Cholesterol is a sticky, waxy substance necessary for several important bodily functions including metabolism (the conversion of food to usable energy) and synthesis of vitamin D. The body produces some cholesterol and receives the rest from foods. While having some cholesterol in the blood is important for maintaining good health, when the blood level of cholesterol is too high, the substance can build up and stick to the walls of the blood vessels, making it more difficult for blood to circulate. High cholesterol significantly increases the risks for heart attack, heart disease, stroke, and dementia.
High cholesterol causes no symptoms; unless the condition is “caught” with routine testing, most patients don't realize they have high cholesterol until a serious event like a heart attack or stroke occurs or they develop symptoms of heart disease.
Cholesterol levels can be measured using a simple blood test. The U.S. Department of Health recommends cholesterol tests on a regular basis beginning at around age 20 for most people.
There are two types of cholesterol: LDL (low-density lipoprotein) or “bad” cholesterol and HDL (high-density lipoprotein) cholesterol. While neither is inherently “bad” or “good,” HDL is the type that tends to stick to blood vessel walls and cause vascular problems; LDL acts to clear away deposits of HDL. However, some amounts of each type are essential for good health and normal body function. Having routine cholesterol tests is an important way of making sure each type remains within healthy levels.

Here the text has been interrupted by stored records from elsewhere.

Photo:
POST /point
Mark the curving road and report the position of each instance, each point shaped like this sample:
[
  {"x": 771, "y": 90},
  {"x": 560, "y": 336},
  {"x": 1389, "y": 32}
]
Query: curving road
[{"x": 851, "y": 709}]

Mildly elevated levels of cholesterol can often be addressed with lifestyle changes, including nutrition counseling to establish healthy eating patterns, being more physically active, and losing excess weight. When these approaches aren't effective or if LDL levels are very high, medication may be needed to help bring cholesterol levels to within normal ranges. Routine blood tests and heart disease screening will play an important role in optimizing results of treatment and preventing serious events.